November 14, 2001 WASHINGTON (AP) - A national strategy for reducing lead poisoning should focus on prevention, not screening children after they've been exposed, experts told a Senate subcommittee Tuesday.
"The only moral and effective way to deal with childhood lead poisoning is to prevent children from being exposed to lead in the first place," said Nick Farr, executive director of the Maryland-based National Center for Lead-Safe Housing, a research group.
Currently, some public health officials urge parents to get their children routinely screened for exposure to lead, which can cause lowered intelligence, retarded growth and impaired hearing.
But the government - and the paint industry - need to put more money into programs to reduce lead hazards in homes and to educate parents about reducing their children's exposure, said witnesses at a hearing of the Senate subcommittee on housing and transportation.
Farr said a Department of Housing and Urban Development grant program for lead abatement, funded at about $100 million last year, should get four to five times that amount.
"Lead-based paint remains the most serious environmental health hazard for children in the United States," said Sen. Jack Reed, D-R.I., the subcommittee chairman.

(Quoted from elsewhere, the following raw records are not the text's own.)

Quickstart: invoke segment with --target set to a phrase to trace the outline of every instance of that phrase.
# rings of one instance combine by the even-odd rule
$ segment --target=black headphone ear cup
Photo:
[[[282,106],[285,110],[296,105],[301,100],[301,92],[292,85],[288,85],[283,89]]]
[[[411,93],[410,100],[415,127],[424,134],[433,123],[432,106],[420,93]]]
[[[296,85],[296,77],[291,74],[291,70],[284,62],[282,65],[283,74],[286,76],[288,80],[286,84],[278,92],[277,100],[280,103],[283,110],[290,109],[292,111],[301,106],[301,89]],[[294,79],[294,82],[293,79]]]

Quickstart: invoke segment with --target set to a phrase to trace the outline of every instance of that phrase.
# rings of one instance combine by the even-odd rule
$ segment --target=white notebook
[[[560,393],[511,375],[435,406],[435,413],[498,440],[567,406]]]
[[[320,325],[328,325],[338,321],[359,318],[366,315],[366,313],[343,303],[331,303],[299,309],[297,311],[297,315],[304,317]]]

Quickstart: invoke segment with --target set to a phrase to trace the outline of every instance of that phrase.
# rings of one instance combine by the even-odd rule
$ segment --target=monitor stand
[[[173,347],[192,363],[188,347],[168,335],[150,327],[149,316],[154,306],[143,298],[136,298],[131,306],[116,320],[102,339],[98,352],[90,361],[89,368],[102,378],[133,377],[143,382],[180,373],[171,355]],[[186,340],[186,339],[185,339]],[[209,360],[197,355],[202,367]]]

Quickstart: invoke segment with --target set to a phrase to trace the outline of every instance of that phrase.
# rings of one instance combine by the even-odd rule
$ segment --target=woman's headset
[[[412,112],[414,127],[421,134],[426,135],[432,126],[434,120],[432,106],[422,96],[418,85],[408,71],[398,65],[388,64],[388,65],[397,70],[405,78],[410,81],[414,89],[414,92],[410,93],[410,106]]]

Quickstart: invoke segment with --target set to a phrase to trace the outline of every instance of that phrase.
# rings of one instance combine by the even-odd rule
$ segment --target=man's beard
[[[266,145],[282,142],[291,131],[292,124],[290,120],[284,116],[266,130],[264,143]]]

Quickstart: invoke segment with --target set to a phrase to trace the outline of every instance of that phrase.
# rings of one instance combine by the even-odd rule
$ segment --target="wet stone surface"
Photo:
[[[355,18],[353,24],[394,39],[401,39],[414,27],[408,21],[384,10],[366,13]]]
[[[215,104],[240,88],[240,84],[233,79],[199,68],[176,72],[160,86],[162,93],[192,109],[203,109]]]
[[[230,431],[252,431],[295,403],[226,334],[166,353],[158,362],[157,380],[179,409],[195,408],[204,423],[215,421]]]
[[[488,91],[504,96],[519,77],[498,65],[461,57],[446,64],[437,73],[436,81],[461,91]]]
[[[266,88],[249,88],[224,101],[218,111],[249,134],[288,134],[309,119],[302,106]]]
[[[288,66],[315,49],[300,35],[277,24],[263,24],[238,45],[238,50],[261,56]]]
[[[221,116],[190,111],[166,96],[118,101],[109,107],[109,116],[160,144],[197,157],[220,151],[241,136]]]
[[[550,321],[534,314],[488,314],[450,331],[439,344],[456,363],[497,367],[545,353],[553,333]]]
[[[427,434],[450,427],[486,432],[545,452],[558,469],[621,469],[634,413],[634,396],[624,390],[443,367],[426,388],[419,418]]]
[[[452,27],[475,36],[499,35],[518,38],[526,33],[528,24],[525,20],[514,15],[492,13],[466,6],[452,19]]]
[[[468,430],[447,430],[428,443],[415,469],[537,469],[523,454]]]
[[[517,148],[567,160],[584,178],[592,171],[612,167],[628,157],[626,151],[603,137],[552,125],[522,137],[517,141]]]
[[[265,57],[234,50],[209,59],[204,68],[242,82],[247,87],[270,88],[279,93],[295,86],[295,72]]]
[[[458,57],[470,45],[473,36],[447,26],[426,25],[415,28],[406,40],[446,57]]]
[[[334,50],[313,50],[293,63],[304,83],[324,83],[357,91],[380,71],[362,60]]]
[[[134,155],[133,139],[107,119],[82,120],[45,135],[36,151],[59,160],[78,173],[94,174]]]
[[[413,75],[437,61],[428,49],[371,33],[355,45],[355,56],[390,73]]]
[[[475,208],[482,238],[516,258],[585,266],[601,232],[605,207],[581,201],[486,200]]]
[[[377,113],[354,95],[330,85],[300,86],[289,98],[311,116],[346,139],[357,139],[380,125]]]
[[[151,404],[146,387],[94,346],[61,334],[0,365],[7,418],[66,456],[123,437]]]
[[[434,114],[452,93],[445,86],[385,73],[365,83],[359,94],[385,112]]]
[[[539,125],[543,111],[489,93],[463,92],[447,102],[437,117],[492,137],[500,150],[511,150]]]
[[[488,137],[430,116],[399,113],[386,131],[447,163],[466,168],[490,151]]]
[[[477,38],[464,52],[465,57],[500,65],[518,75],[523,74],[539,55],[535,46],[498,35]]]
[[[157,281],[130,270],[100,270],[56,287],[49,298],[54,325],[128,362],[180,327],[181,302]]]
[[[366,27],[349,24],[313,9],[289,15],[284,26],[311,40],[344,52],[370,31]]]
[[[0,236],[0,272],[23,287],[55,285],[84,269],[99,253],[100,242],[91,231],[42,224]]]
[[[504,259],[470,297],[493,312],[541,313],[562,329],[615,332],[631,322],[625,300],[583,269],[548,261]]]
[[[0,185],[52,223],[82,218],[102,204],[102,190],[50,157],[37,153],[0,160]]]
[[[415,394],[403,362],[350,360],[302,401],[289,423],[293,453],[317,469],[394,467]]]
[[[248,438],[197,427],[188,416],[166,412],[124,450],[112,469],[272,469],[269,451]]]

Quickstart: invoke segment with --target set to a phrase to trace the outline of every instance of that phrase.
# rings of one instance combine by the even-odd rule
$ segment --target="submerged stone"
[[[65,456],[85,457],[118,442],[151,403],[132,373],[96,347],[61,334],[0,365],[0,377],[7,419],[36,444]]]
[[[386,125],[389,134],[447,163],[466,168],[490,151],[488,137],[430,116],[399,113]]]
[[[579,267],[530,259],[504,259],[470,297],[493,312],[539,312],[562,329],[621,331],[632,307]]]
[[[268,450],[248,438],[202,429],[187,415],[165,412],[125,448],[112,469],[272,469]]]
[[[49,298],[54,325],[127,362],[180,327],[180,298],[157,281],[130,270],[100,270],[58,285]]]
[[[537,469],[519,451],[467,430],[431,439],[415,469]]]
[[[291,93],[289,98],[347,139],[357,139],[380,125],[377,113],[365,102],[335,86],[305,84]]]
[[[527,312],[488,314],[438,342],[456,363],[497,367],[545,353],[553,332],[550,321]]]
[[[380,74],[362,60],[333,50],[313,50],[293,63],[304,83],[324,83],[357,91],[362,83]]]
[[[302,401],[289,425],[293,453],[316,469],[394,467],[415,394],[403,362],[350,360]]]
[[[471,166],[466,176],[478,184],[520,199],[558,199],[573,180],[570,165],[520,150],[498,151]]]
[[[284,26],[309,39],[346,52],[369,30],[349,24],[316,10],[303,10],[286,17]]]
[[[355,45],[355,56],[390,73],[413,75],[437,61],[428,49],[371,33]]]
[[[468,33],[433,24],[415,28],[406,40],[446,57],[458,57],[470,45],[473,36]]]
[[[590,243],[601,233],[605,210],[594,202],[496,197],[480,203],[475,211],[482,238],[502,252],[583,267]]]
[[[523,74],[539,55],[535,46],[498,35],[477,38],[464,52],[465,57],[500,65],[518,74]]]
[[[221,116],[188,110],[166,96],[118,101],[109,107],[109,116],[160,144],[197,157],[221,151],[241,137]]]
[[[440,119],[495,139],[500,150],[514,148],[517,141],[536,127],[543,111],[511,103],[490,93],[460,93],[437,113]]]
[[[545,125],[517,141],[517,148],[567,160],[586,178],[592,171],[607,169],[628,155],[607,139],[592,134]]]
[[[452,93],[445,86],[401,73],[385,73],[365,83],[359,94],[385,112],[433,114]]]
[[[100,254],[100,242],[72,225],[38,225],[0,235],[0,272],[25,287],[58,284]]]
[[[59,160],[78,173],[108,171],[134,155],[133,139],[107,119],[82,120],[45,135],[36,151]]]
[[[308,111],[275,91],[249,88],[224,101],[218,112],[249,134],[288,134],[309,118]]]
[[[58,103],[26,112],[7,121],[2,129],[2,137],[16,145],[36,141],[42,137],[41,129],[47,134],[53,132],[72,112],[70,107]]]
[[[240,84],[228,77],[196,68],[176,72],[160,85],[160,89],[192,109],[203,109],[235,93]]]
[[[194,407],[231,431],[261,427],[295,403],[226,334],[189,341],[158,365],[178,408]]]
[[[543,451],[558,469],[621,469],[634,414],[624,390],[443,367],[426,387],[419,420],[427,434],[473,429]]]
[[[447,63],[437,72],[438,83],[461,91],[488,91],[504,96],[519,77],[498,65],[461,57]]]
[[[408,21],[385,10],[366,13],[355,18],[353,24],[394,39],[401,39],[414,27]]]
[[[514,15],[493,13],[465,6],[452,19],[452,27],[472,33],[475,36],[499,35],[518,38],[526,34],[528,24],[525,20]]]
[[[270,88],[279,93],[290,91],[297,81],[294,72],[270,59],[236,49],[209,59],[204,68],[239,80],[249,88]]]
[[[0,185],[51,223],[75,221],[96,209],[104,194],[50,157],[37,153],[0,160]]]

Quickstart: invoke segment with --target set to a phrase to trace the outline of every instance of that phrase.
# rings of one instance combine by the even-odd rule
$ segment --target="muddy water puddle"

Average blood lead levels in U.S. children have fallen by over 90 percent over the past 20 years, mostly because lead has been eliminated from gasoline and canned foods, said Bruce P. Lanphear, director of the Children's Environmental Health Center in Cincinnati.
But lead paint, outlawed in 1978, still exists in older houses, especially in the Northeast and Midwest. In some cities, over 35 percent of preschool children have blood lead levels over the recommended threshold, he said.
The Centers for Disease Control and Prevention estimate that 890,000 children have blood lead levels at or above the recommended threshold.